Repository files navigation

ltx.cpp

Portable C++17 inference of LTX-Video (Lightricks) using GGML / GGUF.
Text-to-video generation runs on CPU, with build-time support for CUDA, Metal, and Vulkan.

No Python at inference time.

On the audio-video branch: the same DiT is used for audio+video β€” concatenated video and audio latent tokens, one denoise loop, then split and decode to frames + WAV. See Audio-video (AV) and docs/AV_PIPELINE.md.

Inspired by llama.cpp and acestep.cpp.


Status

  • Experimental, Unstable, Slow. Contributors welcome πŸ‘‹

Features

  • Text-to-video inference with the LTX-Video 2.3 DiT
  • Image-to-video (I2V) β€” animate a reference image (--start-frame)
  • Keyframe interpolation β€” provide both start and end frames to interpolate between them (--start-frame + --end-frame)
  • Quantised GGUF weights (Q4_K_M β†’ Q8_0 β†’ BF16)
  • Classifier-free guidance + flow-shift Euler sampler
  • PPM frame output (pipe to ffmpeg for MP4)
  • Audio-video (AV) pipeline β€” same DiT sees concatenated video+audio latent; output is video frames + WAV (see docs/AV_PIPELINE.md)
  • Single ltx-generate binary β€” no Python at runtime

Build

Build flags select the backend (same pattern as acestep.cpp). One backend per build; the resulting binary is optimized for that target.

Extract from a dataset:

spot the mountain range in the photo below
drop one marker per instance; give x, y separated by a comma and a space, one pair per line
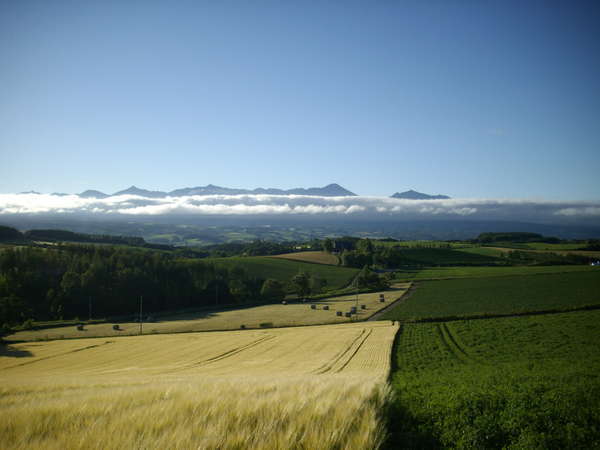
414, 195
331, 190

git submodule update --init
mkdir build && cd build

# macOS (Metal + Accelerate BLAS auto-enabled)
cmake ..

# Linux with NVIDIA GPU
cmake .. -DLTX_CUDA=ON

# Linux with AMD GPU (ROCm)
cmake .. -DLTX_HIP=ON

# Linux / Windows with Vulkan
cmake .. -DLTX_VULKAN=ON

# macOS CPU-only (disable Metal)
cmake .. -DLTX_METAL=OFF

cmake --build . --config Release -j$(nproc)
Platform Recommended cmake Backend
macOS cmake .. Metal
Linux (NVIDIA) cmake .. -DLTX_CUDA=ON CUDA
Linux (AMD) cmake .. -DLTX_HIP=ON ROCm/HIP
Linux / Win cmake .. -DLTX_VULKAN=ON Vulkan

Builds two binaries:

Binary Purpose
ltx-generate Text-to-video inference
ltx-quantize Re-quantize GGUF files

Models

Option A – Download pre-quantised GGUFs (recommended)

pip install huggingface_hub          # for hf_hub_download

./models.sh                          # Dev DiT (default) + T5 + VAE + extras
./models.sh --distilled              # Distilled DiT (few-step) instead of dev
./models.sh --quant Q4_K_M           # smaller, faster
./models.sh --all                    # every quant (dev or distilled)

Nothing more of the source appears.